Qui s’est déjà demandé pourquoi certains punks aimaient s’entourer de chiens ? Ou pourquoi d’autres laissaient un rat se tenir en équilibre sur leurs épaules ? S’amusant depuis ses débuts à renverser les stigmates, se décrivant volontiers comme idiot, le mouvement punk s’est laissé caricaturer. Ceux qui le connaissent mal sous-estiment donc la réflexion qu’il a permis, et notamment sur la question de la cause animale.

En réalité, même si le mouvement punk s’est avec le temps dissocié, fractionné en un grand nombre de chapelles parfois ennemies, nul ne peut nier que son indéfectible goût pour la liberté a laissé une marque profonde dans nos sociétés. S’opposant à la dictature de l’argent et du béton, des punks ont combattu des projets d’aéroport ou d’autoroutes. Les mêmes ou d’autres ont créé des espaces de vie autogérés radicalement démocratiques, tournés avant l’heure vers la permaculture et le végétarisme.
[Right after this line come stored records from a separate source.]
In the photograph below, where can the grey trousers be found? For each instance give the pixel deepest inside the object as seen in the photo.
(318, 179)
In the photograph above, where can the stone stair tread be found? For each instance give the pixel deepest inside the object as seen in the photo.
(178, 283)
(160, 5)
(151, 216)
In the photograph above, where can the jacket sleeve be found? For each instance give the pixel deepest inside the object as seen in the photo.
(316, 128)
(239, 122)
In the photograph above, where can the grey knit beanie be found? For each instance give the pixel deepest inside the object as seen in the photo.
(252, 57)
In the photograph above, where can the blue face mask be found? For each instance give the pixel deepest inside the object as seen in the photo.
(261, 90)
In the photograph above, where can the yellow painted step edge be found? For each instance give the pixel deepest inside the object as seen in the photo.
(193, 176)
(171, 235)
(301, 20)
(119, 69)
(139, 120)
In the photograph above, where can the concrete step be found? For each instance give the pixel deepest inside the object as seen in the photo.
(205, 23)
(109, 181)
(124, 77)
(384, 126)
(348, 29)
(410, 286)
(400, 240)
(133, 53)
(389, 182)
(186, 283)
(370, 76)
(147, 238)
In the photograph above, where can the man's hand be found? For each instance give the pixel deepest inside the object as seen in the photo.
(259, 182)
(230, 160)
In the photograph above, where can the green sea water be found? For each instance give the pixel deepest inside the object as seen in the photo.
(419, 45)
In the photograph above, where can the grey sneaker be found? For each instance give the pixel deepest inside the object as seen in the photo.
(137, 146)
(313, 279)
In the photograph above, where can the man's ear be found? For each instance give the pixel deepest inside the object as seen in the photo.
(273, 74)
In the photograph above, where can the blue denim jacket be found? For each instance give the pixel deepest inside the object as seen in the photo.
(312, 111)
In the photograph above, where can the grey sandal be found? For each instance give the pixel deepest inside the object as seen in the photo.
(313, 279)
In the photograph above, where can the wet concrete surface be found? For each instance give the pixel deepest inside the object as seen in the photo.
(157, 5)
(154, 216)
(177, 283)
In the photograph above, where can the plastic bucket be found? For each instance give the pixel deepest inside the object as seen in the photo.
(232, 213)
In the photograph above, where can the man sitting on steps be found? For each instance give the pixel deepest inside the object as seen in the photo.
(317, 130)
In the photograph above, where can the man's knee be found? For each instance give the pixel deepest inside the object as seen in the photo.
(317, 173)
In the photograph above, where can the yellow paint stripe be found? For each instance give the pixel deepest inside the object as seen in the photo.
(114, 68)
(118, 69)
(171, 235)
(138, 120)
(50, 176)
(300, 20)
Conflict, un groupe formé en 1981 dans le sud de Londres, est emblématique de la lutte de certains punks contre le spécisme. Le sociologue Fabien Hein, maître de conférences à l’université de Metz, et l’éditeur Dom Blake l’expliquent dans l’ouvrage Ecopunk :

« C’est un véritable travail de propagande qu’entreprend le groupe dans les années 1980. Lors de ses concerts (qui finissent fréquemment en batailles rangées avec les forces de l’ordre), Conflict distribue par exemple des flyers sur lesquels figurent des plans d’accès à des cibles comme les restaurants de la chaîne McDonald’s ou des succursales de la Barclays Bank. Ils vont même parfois jusqu’à diffuser les adresses personnelles d’entrepreneurs du secteur agroalimentaire ou de chercheurs pratiquant la vivisection. En quelques années, Conflict, Chumbawamba et nombre de formations anarcho-punks ont ainsi fait de la cause animale l’un des critères distinctifs du punk anglais. »

Fabien Hein et Dom Blake, Ecopunk : les punks, de la cause animale à l’écologie radicale

Musicalement, Conflict fait partie de la deuxième vague du punk anglais. Finies les excentricités des Sex Pistols, les expérimentations rythmiques des Clash, les pitreries des Damned. Proche de Crass, Conflict fait passer le fond avant la forme. Meat means murder (« La viande, c’est le meurtre », 1983) ou Meat still means murder (« la viande, c’est encore le meurtre », quelques mois plus tard) ont des rythmes guerriers et des mélodies répétitives. Ces titres ne passeront pas à la postérité pour leur poésie. Mais il aurait été injuste d’évoquer les pionniers du rapprochement entre musique et engagement écologique sans les citer ou sans inviter à parcourir la discographie de Chumbawamba (G.B.), des Electro Hippies (G.B.) ou d’Anti-Flag (E.U.) à la recherche d’hymnes plus harmonieux en faveur de la cause animale…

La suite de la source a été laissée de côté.